Review: Let's Pretend This Never Happened by Jenny Lawson

Thursday, November 12, 2015
Title: Let's Pretend This Never Happened
Author: Jenny Lawson
Genre: memoir
Series: n/a
Pages: 317
Published:April 17, 2012
Source: purchased
Rating: 5/5

For fans of Tina Fey and David Sedaris—Internet star Jenny Lawson, aka The Bloggess, makes her literary debut.

Jenny Lawson realized that the most mortifying moments of our lives—the ones we’d like to pretend never happened—are in fact the ones that define us. In the #1 New York Times bestseller, Let’s Pretend This Never Happened, Lawson takes readers on a hilarious journey recalling her bizarre upbringing in rural Texas, her devastatingly awkward high school years, and her relationship with her long-suffering husband, Victor. Chapters include: “Stanley the Magical, Talking Squirrel”; “A Series of Angry Post-It Notes to My Husband”; “My Vagina Is Fine. Thanks for Asking”; “And Then I Snuck a Dead Cuban Alligator on an Airplane.” Pictures with captions (no one would believe these things without proof) accompany the text.

01/25/2014 page 88 - "I'm laughing hysterically, but partially to stop cringing. As a painfully shy, former anorexic goth with anxiety, who did half-assed magic at a school that made us fish up our own crawfish to dissect, (it may not be inseminating a cow, but I feel kinship,) I hope I too can marry a NPH look-alike. And Daddy may not be a taxidermist but they did bring one for career day. When I was 8. Yes, he brought samples."

Hilarious, yet relatable and poignant. Jenny Lawson's mostly true memoir is something I'll carry with me for a long time.

The best thing I can say about this book is that it's funny enough to carry itself through some seriously sad chapters. When you realize that what you're laughing at, until your diaphragm hurts and tears run down your cheeks, is a grieving woman wielding a machete at the vultures trying to dig up her dead dog, you might think, "am I going to hell?" But Jenny wants you to laugh. Anyone who's read her blog, will be familiar with her rambling, non sequitur-based sense of humor, which she frequently deploys as a coping mechanism for her (mental and physical) health issues, grief, and other sad things.

The book starts with Ms. Lawson's childhood in rural, rural Texas. If you didn't grow up in the country, animal husbandry, taxidermy, or drowning turkeys may seem strange and confusing. But to me, another painfully shy, former goth with anxiety and a recovering ED, who did half-assed magic at a tiny country school, I relate to this part of the book so much. I'm a little scared. (The kids I babysat for did raise turkeys, and yes, they do drown in the rain. My karate instructor also had a VICIOUS rooster that would chase you down the street and liked to torment the wolf they kept penned up in the back yard by standing juuuust out of reach. Yes, I realize several of those words are confusing and possibly upsetting to city folk.) Yet, even as a fellow country girl, I'm not sure I'll ever recover from the magic squirrel or the deer.

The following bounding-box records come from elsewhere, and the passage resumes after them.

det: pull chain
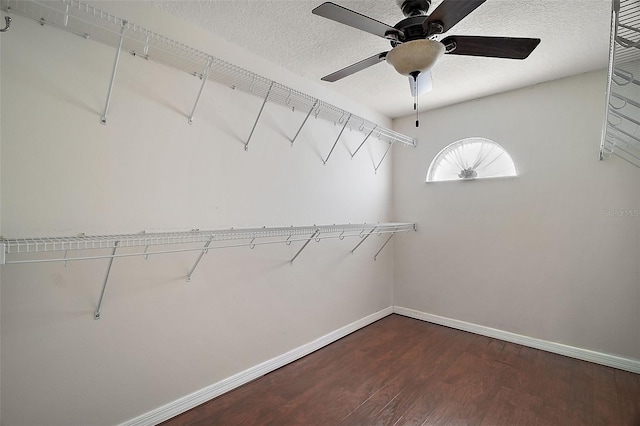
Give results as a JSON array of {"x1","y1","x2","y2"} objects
[{"x1": 411, "y1": 71, "x2": 420, "y2": 127}]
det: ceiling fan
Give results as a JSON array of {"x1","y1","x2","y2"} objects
[{"x1": 312, "y1": 0, "x2": 540, "y2": 126}]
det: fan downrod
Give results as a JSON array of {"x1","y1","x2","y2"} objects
[{"x1": 400, "y1": 0, "x2": 431, "y2": 18}]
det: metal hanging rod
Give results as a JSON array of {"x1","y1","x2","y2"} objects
[
  {"x1": 0, "y1": 223, "x2": 416, "y2": 320},
  {"x1": 0, "y1": 223, "x2": 415, "y2": 264},
  {"x1": 0, "y1": 0, "x2": 416, "y2": 150}
]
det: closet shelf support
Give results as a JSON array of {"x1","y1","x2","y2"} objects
[
  {"x1": 291, "y1": 99, "x2": 318, "y2": 146},
  {"x1": 375, "y1": 142, "x2": 393, "y2": 174},
  {"x1": 351, "y1": 226, "x2": 377, "y2": 254},
  {"x1": 322, "y1": 114, "x2": 351, "y2": 164},
  {"x1": 289, "y1": 229, "x2": 320, "y2": 265},
  {"x1": 187, "y1": 236, "x2": 213, "y2": 282},
  {"x1": 100, "y1": 21, "x2": 127, "y2": 124},
  {"x1": 93, "y1": 241, "x2": 119, "y2": 320},
  {"x1": 351, "y1": 125, "x2": 378, "y2": 158},
  {"x1": 189, "y1": 57, "x2": 213, "y2": 124},
  {"x1": 244, "y1": 81, "x2": 273, "y2": 151},
  {"x1": 373, "y1": 232, "x2": 396, "y2": 260}
]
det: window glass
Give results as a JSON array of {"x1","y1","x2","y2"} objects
[{"x1": 427, "y1": 138, "x2": 516, "y2": 182}]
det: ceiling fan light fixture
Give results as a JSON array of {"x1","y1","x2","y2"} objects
[{"x1": 386, "y1": 39, "x2": 445, "y2": 75}]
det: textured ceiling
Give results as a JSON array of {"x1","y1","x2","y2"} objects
[{"x1": 147, "y1": 0, "x2": 611, "y2": 118}]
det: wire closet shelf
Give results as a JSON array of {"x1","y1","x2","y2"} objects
[
  {"x1": 0, "y1": 223, "x2": 416, "y2": 319},
  {"x1": 0, "y1": 223, "x2": 415, "y2": 264},
  {"x1": 0, "y1": 0, "x2": 416, "y2": 150},
  {"x1": 600, "y1": 0, "x2": 640, "y2": 168}
]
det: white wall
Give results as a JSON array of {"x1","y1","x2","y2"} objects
[
  {"x1": 1, "y1": 3, "x2": 393, "y2": 425},
  {"x1": 393, "y1": 71, "x2": 640, "y2": 359}
]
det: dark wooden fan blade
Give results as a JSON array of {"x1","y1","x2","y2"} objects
[
  {"x1": 311, "y1": 2, "x2": 396, "y2": 38},
  {"x1": 442, "y1": 36, "x2": 540, "y2": 59},
  {"x1": 423, "y1": 0, "x2": 487, "y2": 33},
  {"x1": 322, "y1": 52, "x2": 387, "y2": 82}
]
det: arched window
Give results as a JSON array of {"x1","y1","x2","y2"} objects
[{"x1": 427, "y1": 138, "x2": 516, "y2": 182}]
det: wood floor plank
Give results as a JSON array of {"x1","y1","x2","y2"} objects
[{"x1": 164, "y1": 315, "x2": 640, "y2": 426}]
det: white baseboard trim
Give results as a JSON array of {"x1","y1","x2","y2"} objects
[
  {"x1": 393, "y1": 306, "x2": 640, "y2": 374},
  {"x1": 120, "y1": 306, "x2": 393, "y2": 426}
]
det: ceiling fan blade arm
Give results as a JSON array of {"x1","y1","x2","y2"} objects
[
  {"x1": 311, "y1": 2, "x2": 398, "y2": 38},
  {"x1": 442, "y1": 36, "x2": 540, "y2": 59},
  {"x1": 321, "y1": 52, "x2": 388, "y2": 83},
  {"x1": 422, "y1": 0, "x2": 487, "y2": 33}
]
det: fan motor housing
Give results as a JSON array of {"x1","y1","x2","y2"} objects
[{"x1": 400, "y1": 0, "x2": 431, "y2": 18}]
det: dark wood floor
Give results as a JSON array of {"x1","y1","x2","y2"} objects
[{"x1": 164, "y1": 315, "x2": 640, "y2": 426}]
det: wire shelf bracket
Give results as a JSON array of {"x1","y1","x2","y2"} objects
[
  {"x1": 244, "y1": 81, "x2": 273, "y2": 151},
  {"x1": 0, "y1": 0, "x2": 417, "y2": 155},
  {"x1": 322, "y1": 114, "x2": 351, "y2": 165}
]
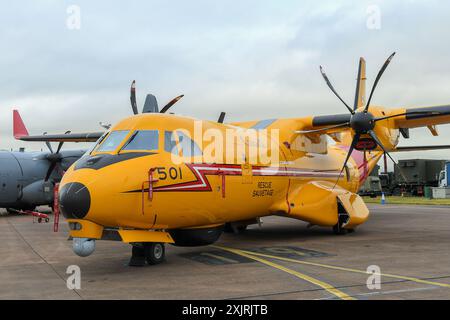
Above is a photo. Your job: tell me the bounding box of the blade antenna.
[159,94,184,113]
[320,66,355,114]
[364,52,395,113]
[295,121,350,133]
[130,80,139,114]
[217,111,225,123]
[353,57,366,112]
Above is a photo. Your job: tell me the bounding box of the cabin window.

I think the book hits its stride when Jenny meets her husband, Victor. Like all great comedy duos, he's the straight man to her slapstick comic. The Ricky to her Lucy. If he's never told her she's got some 'splainin' to do, he's missing a great opportunity. A couple of chapters, (the imaginary post-it battle, the wet towels,) are obviously in the "not true" department. This has bothered some reviewers, but I thought the post-it notes were really funny, so does it matter if they're not verbatim arguments?

On the poignant side, the entire chapter about her struggles to carry to term had me in honest tears. I'm as child free as they come, but the idea of losing wanted baby after wanted baby? And the frank, honest discussion of becoming suicidal after the fact? It's heavy, and not even a little funny, but it's very well written and gave me a lot of respect for the author and her struggle. It does have a happy ending.

I really loved this memoir. Some stories are funnier than others, and a few will be familiar to long time readers. Beyoncé, (the chicken, not the singer,) is included, as are a few of her taxidermy friends, but the majority was new content to me. The end got a bit syrupy, which was really my only gripe. If a book makes me laugh, cry, call my physician, and my only complaint is the end is too sentimental? I highly recommend you pick this one up.


1 comment:

  1. Sooo I need to start reading her blog and buy his book is what you're staying?

    For some reason I had convinced myself that this wasn't my brand of humor or internet place but now I think I've been missing out for a loooong time.